Plasma drawn at 7 time-points over a 24 hour time period after LPS challenge was used for direct capture of HDL using antibodies against apolipoprotein A-I followed by subsequent SELDI-TOF MS profiling. Upon LPS administration, profound changes in 21 markers (adjusted p-value < 0.05) were observed in the proteome in both study groups. These changes were observed 1 hour after LPS infusion and sustained up to 24 hours, but unexpectedly were not different between the 2 study groups. Hierarchical clustering of the protein spectra at all time points of all individuals revealed 3 distinct clusters, which were largely independent of baseline HDL cholesterol levels but correlated with paraoxonase 1 activity. The acute phase protein serum amyloid A-1/2 (SAA-1/2) was clearly upregulated after LPS infusion in both groups and comprised both native and N-terminal truncated variants that were identified by two-dimensional gel electrophoresis and mass spectrometry.
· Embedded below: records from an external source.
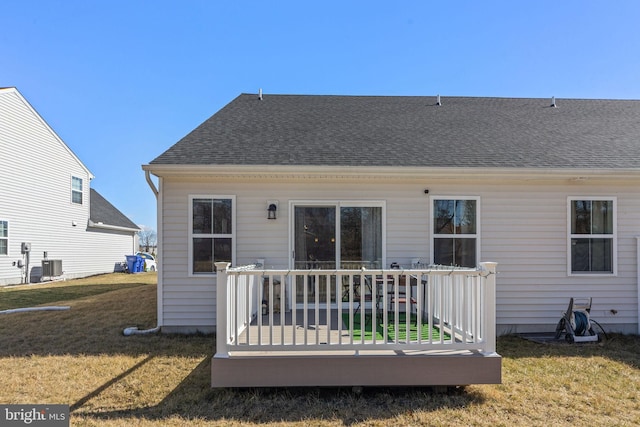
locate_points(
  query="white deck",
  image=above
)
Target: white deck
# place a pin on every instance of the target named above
(322, 343)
Individuals of one of the clusters were distinguished by a lower SAA-1/2 response after LPS challenge and a delayed time-response of the truncated variants.

Conclusions

This study shows that the semi-quantitative differences in the HDL proteome as assessed by SELDI-TOF MS cannot explain why subjects with low HDL cholesterol are more susceptible to a challenge with LPS than those with high HDL cholesterol. Instead the results indicate that hierarchical clustering could be useful to predict HDL functionality in acute phase responses towards LPS.